Owner’s equivalent of rent up 0.6% for the month and 7.1% year-over-year.
Food at home:
The CPI for “food at home” rose by 0.1% in September from August. The 2.4% year-over-year increase was the smallest in two years since August's 3.0%.
While food prices have started to come down from there crazy pandemic spike, but the true insidious nature of inflation is prices never go all the way back down:
Food at home by category | MoM | YoY |
---|---|---|
Overall Food at home | 0.1% | 2.4% |
Cereal | 0.4% | 4.8% |
Beef | 0.6% | 7.0% |
Poultry | 0.4% | -0.4% |
Fish | -1.2% | -1.5% |
Eggs | 0.1% | -14.5% |
Dairy | 1.4% | -2.1% |
Butter | 2.4% | -4.0% |
Fresh Fruits | -0.1% | 0.1% |
Fresh Vegetables | -0.4% | -1.2% |
Juice | -0.4% | 4.4% |
Coffee | 0.7% | 1.6% |
Fats and Oils | -0.5% | 2.7% |
Baby Formula | 2.3% | 9.2% |
Alcoholic beverages at home | 0.8% | 4.2% |
TLDRS:
- (CPI) rose by 0.4% in September from August.
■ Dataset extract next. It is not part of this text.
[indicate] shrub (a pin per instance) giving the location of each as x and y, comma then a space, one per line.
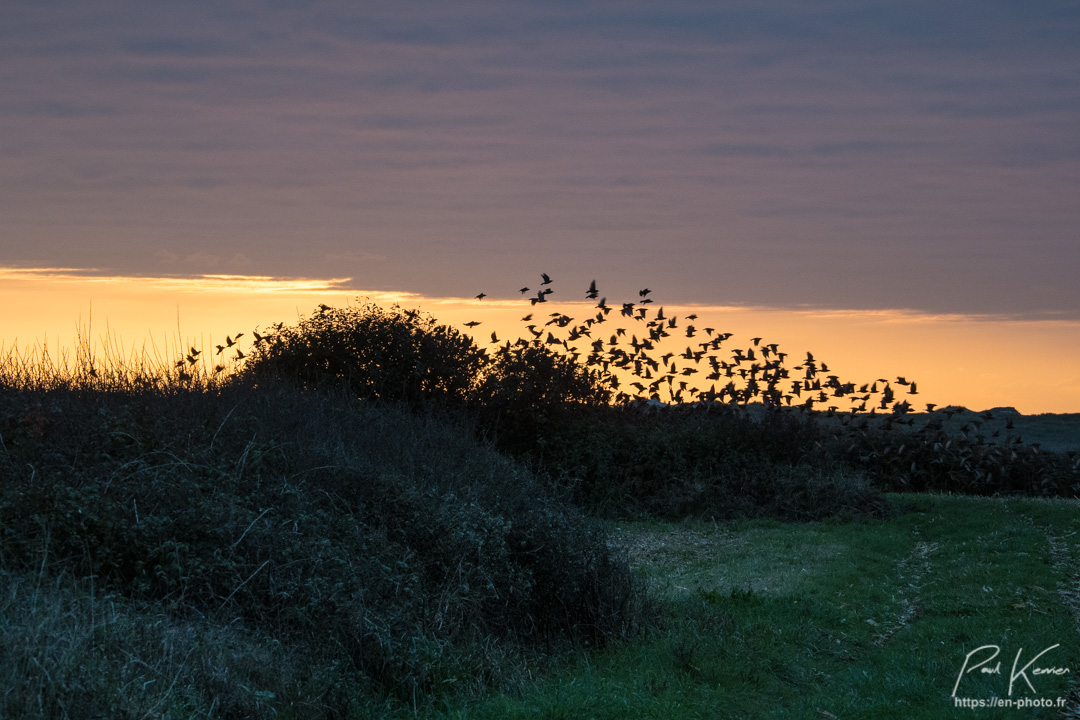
391, 355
- With month-to-month inflation continuing to grow, over the last 12 months, the all items index increased 3.7%.
- This is all on the heels of a red-hot August (.6% month-to-month, 3.7% year-over-year).
- Inflation is not slowing down!
- Reminder, while banks have the liquidity fairy, 'we' get the promise of more rate hikes this year, Atlanta Fed President Raphael Bostic yet again enrichens himself inappropriately from his position.
- To fix one end of their mandate (price stability) from the inflation problem they created, the Fed will continue sacrificing employment (the other end of their mandate) to bolster price stability by continuing to raise interest rates--causing further stress to businesses and households.
- I believe inflation is the match that has been lit that will light the fuse of our rocket.